Oil rig counts are rising but so are costs. Crude oil prices are modestly lower on weak Chinese PMI data and a rising rig count but the reality of the limitation of shale may start to become painfully obvious. While the number of active oil rigs increased for the 15th week in a row by 9 rigs, the cost of those wells increased by 7 percent between November and March according to the Bureau of Labor Statistics. That is the first significant increase in drilling costs in three years and that should continue to rise. With the rapid increase in drilling rigs, oil service and labor costs will go higher.

As OPEC continues to remove production from the global market, the increase in shale production, despite its best efforts, will not and cannot fill that void. Recent increases in efficiencies of shale rigs are being offset by the high cost of labor, rising oil service costs as well as the steep shale oil decline rate. Wood Mackenzie says that project and service cost will rise by 15 and 40 percent.

Big oil’s earnings have done well by cutting costs and moving production as they look to shore up profits at the expense of oil discoveries that have fallen to the lowest level in history. Big oil is back as Chevron and Exxon beat expectations but those profits came at the expense of future oil production. Chevron made $2.3 billion in the first quarter of this year, compared to a loss of $725 million in the same period in 2016. Its cash flow more than tripled to $3.9 billion. Exxon’s profits more than doubled to $4 billion in the first quarter, year-on-year. Big oil has now embraced cheap shale for quick profit turnaround at the expense of long term sustainable projects that are needed to meet the growing demand curve that we will be seeing.

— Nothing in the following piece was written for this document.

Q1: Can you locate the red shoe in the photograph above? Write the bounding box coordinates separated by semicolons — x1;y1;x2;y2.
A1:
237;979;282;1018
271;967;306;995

U.S. production is up 327,000 barrels a day from last year and that is a small part of the Organization of Petroleum Exporting Countries (OPEC) 1.2 million barrels per day cut and does not even cover the 558,000 barrels per day non-OPEC cut. On top of that, as drilling costs rise, the break even on shale projects may slow the amount of shale projects and may make some banks think twice about extending money to drillers that are pumping more oil but losing money on every barrel.